The mutual fund family shed more than a few members this year –- over 2,000 to be exact. In his Monday morning MarketWatch
column, Chuck Jaffe reviews
some of the notable mutual funds that perished in 2009, concluding that when a fund dies it's most often due to mediocre performance, marketing failures, a lackluster product, or key mistakes. The exception, in fewer cases, is the bright idea that unexpectedly dimmed.

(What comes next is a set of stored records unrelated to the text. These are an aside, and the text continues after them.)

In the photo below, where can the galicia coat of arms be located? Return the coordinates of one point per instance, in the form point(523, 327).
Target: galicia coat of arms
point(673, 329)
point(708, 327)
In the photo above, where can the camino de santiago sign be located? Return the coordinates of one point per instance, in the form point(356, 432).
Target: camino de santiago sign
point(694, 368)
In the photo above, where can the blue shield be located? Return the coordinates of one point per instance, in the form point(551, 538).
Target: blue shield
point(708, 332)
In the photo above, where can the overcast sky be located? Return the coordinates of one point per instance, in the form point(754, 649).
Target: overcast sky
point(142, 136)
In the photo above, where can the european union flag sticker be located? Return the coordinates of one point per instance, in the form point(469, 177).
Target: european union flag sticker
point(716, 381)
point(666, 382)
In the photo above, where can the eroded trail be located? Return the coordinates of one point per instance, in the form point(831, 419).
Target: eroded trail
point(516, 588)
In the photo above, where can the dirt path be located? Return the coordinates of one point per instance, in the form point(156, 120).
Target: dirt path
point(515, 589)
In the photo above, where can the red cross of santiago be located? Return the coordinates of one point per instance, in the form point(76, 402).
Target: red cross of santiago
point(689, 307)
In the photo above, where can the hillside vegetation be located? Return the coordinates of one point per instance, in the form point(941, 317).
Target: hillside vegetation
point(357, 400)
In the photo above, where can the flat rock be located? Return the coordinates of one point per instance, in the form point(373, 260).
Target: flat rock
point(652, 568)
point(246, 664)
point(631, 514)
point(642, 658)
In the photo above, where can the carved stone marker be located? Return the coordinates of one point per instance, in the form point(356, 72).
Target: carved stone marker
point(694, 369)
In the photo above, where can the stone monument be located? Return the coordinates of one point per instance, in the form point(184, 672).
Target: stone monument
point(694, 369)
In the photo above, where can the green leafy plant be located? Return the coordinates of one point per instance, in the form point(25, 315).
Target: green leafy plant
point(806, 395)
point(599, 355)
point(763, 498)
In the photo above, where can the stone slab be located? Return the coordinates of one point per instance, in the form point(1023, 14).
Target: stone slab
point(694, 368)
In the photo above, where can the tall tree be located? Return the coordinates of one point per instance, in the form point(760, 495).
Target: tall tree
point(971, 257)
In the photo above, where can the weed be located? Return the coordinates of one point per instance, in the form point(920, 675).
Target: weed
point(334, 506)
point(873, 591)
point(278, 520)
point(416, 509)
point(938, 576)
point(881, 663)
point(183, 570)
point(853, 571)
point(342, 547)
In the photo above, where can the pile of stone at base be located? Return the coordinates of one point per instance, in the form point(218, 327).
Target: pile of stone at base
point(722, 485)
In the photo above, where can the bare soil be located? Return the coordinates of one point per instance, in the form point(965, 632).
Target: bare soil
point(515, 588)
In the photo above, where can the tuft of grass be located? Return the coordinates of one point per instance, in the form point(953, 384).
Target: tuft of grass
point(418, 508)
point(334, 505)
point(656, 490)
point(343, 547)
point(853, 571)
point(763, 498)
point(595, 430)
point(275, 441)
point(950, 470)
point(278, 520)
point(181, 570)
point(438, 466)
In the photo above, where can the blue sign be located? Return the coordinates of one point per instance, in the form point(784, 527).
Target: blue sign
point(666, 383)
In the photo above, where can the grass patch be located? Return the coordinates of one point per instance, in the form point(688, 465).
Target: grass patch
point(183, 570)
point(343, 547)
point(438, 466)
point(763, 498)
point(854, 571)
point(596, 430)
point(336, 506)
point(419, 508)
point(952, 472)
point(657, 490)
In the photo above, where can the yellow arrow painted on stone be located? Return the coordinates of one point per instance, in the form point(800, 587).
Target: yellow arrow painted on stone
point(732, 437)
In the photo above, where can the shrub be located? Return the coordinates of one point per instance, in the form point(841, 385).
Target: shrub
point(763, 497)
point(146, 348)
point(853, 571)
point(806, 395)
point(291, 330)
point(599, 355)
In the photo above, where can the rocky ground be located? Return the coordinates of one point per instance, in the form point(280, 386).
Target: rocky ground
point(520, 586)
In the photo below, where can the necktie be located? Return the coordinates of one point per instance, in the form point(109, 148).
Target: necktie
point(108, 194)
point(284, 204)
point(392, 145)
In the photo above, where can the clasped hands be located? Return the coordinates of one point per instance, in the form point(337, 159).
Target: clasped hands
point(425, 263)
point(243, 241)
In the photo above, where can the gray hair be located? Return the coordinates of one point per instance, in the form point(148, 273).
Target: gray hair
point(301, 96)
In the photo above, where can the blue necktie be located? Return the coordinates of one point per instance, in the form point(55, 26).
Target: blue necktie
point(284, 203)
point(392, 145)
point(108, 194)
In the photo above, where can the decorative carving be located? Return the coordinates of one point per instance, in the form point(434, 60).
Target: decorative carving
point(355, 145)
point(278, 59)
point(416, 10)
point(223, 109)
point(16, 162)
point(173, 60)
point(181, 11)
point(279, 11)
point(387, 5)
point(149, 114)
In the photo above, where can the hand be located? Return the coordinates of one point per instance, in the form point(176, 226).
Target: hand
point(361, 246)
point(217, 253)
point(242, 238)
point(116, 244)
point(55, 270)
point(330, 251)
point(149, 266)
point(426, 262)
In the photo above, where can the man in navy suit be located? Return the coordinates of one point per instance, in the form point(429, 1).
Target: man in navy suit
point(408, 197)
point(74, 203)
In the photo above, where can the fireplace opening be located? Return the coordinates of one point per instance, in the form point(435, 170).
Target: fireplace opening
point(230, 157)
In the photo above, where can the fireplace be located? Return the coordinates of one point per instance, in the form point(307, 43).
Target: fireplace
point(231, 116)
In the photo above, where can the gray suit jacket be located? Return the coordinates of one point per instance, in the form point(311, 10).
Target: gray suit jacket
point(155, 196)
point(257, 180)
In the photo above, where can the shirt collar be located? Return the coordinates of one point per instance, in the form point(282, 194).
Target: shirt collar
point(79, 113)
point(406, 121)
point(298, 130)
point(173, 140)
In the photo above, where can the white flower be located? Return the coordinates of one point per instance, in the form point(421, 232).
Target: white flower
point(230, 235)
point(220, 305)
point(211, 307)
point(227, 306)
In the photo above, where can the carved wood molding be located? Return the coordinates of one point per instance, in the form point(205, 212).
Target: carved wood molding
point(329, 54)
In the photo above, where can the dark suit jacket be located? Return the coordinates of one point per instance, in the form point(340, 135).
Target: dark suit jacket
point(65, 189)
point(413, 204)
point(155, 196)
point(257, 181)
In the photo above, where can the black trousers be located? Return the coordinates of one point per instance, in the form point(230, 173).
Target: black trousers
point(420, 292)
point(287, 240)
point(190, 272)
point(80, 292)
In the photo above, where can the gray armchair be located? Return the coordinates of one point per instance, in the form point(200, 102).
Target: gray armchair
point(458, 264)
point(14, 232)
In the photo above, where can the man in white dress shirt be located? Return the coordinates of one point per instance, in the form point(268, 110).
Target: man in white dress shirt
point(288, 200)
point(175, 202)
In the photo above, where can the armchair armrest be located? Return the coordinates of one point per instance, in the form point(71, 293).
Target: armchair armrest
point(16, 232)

First on the chopping block is Ameritor Security Trust
–- ominously nicknamed the “Dead Man” funds by investors –- due to a combination of its consistently subpar performance, poor investment ideas, and high fees. Jaffe also highlights BlackRock Florida Municipal Bond
fund as a bad investment idea and the Ralph Parks Cyclical Equity
fund, which lost two-thirds of its value before biting the dust.
Inauspicious market timing and tough conditions claimed the Utopia Funds
and the Kids Fund
, which was launched in 2008 to help parents “seeking to educate their children on the virtues of investing” by investing in large, brand-name companies that appeal to kids. Other funds mentioned by Jaffe include the Free Enterprise Action Fund
, and the MacroShares Major Metro Housing Up
and MacroShares Major Metro Housing Down
As for the mutual funds that called it quits despite what appeared to be sound investment ideas or respectable performance, Jaffe singles out Robert Markman's Markman Core Growth
fund, Henderson Industries of the Future
-– which was up 30 percent over the past 12 months -– AllState
funds, the Longevity
series from Payden/Wilshire
and Old Mutual
's target-date funds, which failed to build a strong following.